I have a situation where in I need to read and process a tab delimited flat file available over the web, perform some business process on the data and the insert them to the database. I am aware that if it was a xml file I could use built in services like loadDocument, documentToRecord services and then process the data.
What would be the best way of reading data from a tab delimited flat file using webMethods Integration server. Are there any built in services already available in webMethods Integration server that I can readily use and make my life much simpler? Any inputs in this regard will be greatly appreciated.
Hi, Aravind. webMethods Integration Server offers a string tokenizer in the WmPublic package.
The name of the service is pub.string:tokenize. The Service In variables for this service are inString and delim. The Service Out variable is a String List.
In your particular example, you can leave the Service In variable delim empty because the default settings for the pub.string:tokenize service tell it to look for one of the following: tab (\t), carriage return (\r), or new line (\n). If your flat file delimiter was “xxx”, though, you would need to specify “xxx” as the value of delim.
Thanks Dan.
I have found that the default also includes the space character which is real annoying.
In addition, specifying “abc” will not give you “abc” as the delimiter but “a”, “b” and “c” all as delimiters. If you actually put the string in ‘delim’ in quotes, then the quote becomes a delimiter as well.
At the moment I’m playing around to see what wm will do so I may have missed something very simple in the documentation somewhere.

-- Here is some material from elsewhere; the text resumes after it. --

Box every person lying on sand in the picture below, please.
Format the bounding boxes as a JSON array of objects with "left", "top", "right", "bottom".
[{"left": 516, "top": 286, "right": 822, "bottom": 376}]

So if you know different then I’d be more than happy to find out.
Hello,
unfortunately, that’s the way how the StringTokenizer works (delimiter can be char only, not a string).
We have had the sane problem, and we have wrote our own StringTokenizer which accepts string delimiter as well.
Regards
Dalibor
Dalibor, have you seen a performance difference when using your StringTokenizer on character-delimited strings versus using the webMethods pub.string:tokenize service?
Thanks for your feedback.
When using pub.string:tokenize, is there a way to manually specify the new line character as the only delim on the inbound, to get away from it using the space character as a default as well? Or would I have to write my own java service using StringTokenize to get around this?
In the meantime, I created the following java service and mapped charNewLine var into the delim var of pub.string:tokenize, and it does the job for now.
// pipeline
String charNewLine = “\n”;
// pipeline
IDataHashCursor pipelineCursor = pipeline.getHashCursor();
pipelineCursor.last();
pipelineCursor.insertAfter( “charNewLine”, charNewLine );
pipelineCursor.destroy();
You can set “special” characters in input parameters by using the “larger editor” in the input dialog. Right click on the text box and select “Use larger editor”. There you put a newline or tab. I believe that will work but it may actually put CR/LF if you’re on a Win box so you’ll need to test it.
Another technique that is a variation on what you put together but supports more special characters is the service I posted in another message. Review the code at [url=“wmusers.com”]wmusers.com to see if that might be useful.
Thanks Rob, that works great. FYI, I’m working on a Wintel box and didn’t get a line feed.
Dan, sorry, I didn’t perform these kind of comparisons.
How to skip a Line When reading a Flat File . It is a comma seperated file , the first line is the header description. I want to skip the header description before reading the data. I would appreciate if somebody helps me out immediately on this. Thanks in advance.
I do not know of any way in stanadrd WmFlatFile schemas and parsing to skip a line. I thnik your best bet would be to write some java code to drop a line and then send this stream to Flat file process. Or create custom content handler. Depending on where file is comming from. If you read it from disc would be best to use java services to red the file.
How about build the Header record as part of your schema/flat file record structure.
When looping thru your records, skip the first record. You can implement this logic using the BRANCH statement.
If is mandatory that you do it before reading the data then you have to write a preprocessor like Igor suggested.
Any idea how to read a blank value as a field value (maybe insert a space or something)?
eg. value1|value2||value4
inbetween value 2 and value4 there is a value 3 but in the flat file it is blank (not even a space) when after tokenize the field is skip when mapped to the column.